A walk inthe woods...

Testing a travois
We are having unseasonably warm weather in Arkansas and today we had an unusual high temperature in the 60s F. This AM I took my chain saw into the woods to clear our nature trail and prepare it for short hikes with my first, second and third grade students who are studying American Indians in class. They've made dioramas in boxes made in wood shop, built a small teepee in their classroom campus and studied tribes from all across the US.

Playing horse... or dog. Men and women also pulled travois.
Tarrah went in the cave to the end, touched the wall and came out
While we have a forested area of the main campus, it is overrun with kids. And when they get out of class and are permitted to go in the woods, the children are whooping savages in comparison to the more reverent way we would like them to address the woods and wilderness.

Today my experiment was be to get them to walk more carefully, more quietly, and with greater sensitivity through the woods, with greater attention paid to observation and reflection. Do you know how difficult it has become to be silent? To have the capacity to maintain silent focus, to be still  in mind and body is of immense value. To listen, to observe closely, unimpaired by the chattering monkey mind can be the way new insights emerge, and can offer a path to transcendent understanding.
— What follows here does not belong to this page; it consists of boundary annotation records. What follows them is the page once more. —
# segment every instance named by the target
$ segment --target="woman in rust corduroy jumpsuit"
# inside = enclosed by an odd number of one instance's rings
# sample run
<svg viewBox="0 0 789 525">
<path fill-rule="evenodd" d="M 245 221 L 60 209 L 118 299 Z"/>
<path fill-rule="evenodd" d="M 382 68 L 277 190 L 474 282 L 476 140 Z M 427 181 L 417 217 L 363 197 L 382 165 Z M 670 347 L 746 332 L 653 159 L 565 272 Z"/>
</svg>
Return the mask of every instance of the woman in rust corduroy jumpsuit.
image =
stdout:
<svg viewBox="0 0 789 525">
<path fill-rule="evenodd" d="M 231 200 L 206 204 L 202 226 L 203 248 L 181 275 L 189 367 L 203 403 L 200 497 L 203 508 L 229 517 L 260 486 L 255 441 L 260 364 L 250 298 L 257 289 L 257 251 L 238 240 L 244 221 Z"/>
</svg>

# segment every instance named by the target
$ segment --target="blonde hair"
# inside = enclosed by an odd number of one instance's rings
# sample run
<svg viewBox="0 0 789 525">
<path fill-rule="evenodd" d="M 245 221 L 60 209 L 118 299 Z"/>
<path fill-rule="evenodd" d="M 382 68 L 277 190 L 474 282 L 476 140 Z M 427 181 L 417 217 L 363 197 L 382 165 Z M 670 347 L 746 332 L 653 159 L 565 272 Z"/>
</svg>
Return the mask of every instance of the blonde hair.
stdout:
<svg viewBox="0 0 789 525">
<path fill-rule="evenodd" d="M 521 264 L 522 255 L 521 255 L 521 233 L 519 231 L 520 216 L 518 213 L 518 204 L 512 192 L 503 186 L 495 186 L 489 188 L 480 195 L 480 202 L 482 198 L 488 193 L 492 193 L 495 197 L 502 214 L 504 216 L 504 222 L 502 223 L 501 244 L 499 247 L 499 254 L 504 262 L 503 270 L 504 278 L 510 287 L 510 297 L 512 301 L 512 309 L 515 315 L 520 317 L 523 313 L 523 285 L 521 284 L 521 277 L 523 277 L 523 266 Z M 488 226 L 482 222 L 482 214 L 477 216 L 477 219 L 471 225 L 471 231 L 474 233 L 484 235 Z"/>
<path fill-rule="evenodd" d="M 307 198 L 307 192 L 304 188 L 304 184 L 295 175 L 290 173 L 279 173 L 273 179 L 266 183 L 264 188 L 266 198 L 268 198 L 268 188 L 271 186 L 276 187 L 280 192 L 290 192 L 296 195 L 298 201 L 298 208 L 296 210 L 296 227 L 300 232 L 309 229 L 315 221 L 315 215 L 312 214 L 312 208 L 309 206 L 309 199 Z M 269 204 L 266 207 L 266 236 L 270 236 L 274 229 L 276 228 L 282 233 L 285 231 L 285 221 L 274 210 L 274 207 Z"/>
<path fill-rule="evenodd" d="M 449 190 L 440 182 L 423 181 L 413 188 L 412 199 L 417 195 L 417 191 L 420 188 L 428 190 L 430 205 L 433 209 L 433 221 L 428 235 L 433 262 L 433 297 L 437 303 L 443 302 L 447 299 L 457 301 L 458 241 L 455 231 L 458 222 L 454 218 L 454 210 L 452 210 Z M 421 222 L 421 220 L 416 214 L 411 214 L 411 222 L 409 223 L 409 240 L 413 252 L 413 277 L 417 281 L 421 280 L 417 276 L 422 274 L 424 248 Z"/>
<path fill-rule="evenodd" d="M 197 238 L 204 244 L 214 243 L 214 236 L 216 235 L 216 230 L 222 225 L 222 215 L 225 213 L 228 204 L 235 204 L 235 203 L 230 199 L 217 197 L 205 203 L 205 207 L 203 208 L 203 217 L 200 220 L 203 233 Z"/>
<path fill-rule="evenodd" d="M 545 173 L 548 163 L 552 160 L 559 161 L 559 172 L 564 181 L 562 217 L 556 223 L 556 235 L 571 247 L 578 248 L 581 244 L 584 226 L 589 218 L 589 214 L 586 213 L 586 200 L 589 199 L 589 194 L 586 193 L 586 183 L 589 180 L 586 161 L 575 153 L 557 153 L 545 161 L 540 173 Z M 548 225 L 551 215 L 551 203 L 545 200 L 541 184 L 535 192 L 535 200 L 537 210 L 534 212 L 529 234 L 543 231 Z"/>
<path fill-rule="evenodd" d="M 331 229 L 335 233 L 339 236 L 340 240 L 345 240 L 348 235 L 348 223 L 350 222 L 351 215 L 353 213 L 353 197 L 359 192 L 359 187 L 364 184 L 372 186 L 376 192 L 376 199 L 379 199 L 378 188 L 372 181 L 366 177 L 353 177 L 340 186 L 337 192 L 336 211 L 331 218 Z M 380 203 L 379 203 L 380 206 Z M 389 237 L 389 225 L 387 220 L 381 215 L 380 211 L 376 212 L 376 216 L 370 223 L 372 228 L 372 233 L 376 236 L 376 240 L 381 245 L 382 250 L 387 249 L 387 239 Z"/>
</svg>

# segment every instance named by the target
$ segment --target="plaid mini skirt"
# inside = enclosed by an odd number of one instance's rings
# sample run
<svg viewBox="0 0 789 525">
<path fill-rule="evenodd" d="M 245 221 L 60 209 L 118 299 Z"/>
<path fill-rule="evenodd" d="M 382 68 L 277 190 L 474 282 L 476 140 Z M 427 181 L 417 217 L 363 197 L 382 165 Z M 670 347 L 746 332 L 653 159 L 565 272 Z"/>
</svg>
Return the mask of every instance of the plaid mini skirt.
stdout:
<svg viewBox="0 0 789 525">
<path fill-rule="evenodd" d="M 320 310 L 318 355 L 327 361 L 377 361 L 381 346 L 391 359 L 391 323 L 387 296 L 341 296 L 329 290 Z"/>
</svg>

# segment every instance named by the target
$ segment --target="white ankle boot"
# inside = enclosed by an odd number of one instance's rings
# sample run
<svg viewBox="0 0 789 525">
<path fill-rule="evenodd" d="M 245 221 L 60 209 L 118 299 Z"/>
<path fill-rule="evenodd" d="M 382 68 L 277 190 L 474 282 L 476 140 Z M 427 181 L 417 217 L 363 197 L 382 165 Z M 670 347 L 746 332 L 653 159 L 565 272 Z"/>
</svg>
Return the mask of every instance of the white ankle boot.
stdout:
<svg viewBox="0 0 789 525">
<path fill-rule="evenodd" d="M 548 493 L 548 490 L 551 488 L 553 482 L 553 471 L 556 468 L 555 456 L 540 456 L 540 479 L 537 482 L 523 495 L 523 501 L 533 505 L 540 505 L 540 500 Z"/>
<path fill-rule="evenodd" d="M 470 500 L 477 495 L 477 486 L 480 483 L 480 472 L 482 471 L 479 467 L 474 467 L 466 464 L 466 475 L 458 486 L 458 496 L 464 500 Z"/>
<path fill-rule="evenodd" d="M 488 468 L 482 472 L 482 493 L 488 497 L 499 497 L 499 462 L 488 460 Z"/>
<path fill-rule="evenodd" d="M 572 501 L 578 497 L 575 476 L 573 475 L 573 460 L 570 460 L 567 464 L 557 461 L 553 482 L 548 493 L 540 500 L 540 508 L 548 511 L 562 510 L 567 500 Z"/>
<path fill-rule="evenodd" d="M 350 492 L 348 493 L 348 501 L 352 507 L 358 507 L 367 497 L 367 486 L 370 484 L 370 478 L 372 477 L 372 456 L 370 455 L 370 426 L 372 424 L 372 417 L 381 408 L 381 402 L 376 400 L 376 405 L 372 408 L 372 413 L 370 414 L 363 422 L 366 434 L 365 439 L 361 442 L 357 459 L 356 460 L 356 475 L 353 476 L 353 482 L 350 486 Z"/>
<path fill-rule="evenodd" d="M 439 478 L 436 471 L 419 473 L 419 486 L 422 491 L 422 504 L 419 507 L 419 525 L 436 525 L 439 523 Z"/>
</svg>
I believe that the internet age has made things worse for all of us. We are in a hurry for our information, and read only part way through things before we frame our response. For instance, this morning I got an email from a reader of my book Simply Beautiful Boxes. He is a very capable cabinet maker but had not understood a sequence of photos which he could have understood if he had read the text.  Also, I got a response to an email in which the correspondent had missed the primary point my earlier message had made. If our minds are too full of constant chatter, there is no-one listening, and there is no capacity for observation. How can we listen if we are full of ourselves?  And so there is a need to slow things down.  A walk in the woods can do that.

I asked my students to be silent. I asked them to walk with attention to quiet feet, as though we are on the track of wild game that must not be frightened. That is one of the better lessons we might learn from our nation's tribal heritage. Today they did well. As shown in the photos, we also made a travois, and tested it.

Make, fix and create...

1 comment:

  1. Anonymous9:10 AM

    You are, among other things, teaching mindfulness, which is not an easy job. If your students can begin to learn that, they will learn a very valuable lesson.